SWOT stands for an organization’s Strengths, Weaknesses, Opportunities and Threats . At Oak Spring University, we believe that Alignvest Acquisition II A can use SWOT analysis as a strategic management tool to assess the current internal strengths and weaknesses of the Alignvest Acquisition II A, and to figure out the opportunities and threats in the macro environment – technological, environmental, political, economic, social, demographic, etc in which Alignvest Acquisition II A operates in.

According to Harvard Business Review, 75% of the managers use SWOT analysis for various purposes such as – evaluating current scenario, strategic planning, new venture feasibility, personal growth goals, new market entry, Go To market strategies, portfolio management and strategic trade-off assessment, organizational restructuring, etc.

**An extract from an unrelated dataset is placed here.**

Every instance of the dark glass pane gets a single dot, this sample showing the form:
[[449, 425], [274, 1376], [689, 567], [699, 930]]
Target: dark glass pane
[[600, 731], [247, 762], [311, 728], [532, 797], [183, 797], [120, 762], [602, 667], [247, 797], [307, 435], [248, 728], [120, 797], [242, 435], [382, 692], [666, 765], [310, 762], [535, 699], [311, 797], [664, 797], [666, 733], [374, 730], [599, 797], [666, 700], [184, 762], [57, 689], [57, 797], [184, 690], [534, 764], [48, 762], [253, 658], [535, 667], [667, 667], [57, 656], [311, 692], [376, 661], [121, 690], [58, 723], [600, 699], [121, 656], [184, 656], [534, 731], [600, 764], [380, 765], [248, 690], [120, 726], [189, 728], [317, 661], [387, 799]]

SWOT Objectives / Importance of SWOT Analysis and SWOT Matrix


SWOT analysis of Alignvest Acquisition II A can be done for the following purposes –
1. Strategic planning of Alignvest Acquisition II A
2. Improving business portfolio management of Alignvest Acquisition II A
3. Assessing feasibility of the new initiative in Canada
4. Making a Misc. Financial Services sector specific business decision
5. Set goals for the organization
6. Organizational restructuring of Alignvest Acquisition II A




Strengths of Alignvest Acquisition II A | Internal Strategic Factors
What are Strengths in SWOT Analysis / TOWS Matrix / Weighted SWOT Analysis

The strengths of Alignvest Acquisition II A are -

Organizational Resilience of Alignvest Acquisition II A

– The covid-19 pandemic has put organizational resilience at the centre of everthing Alignvest Acquisition II A does. Organizational resilience comprises - Financial Resilience, Operational Resilience, Technological Resilience, Organizational Resilience, Business Model Resilience, and Reputation Resilience.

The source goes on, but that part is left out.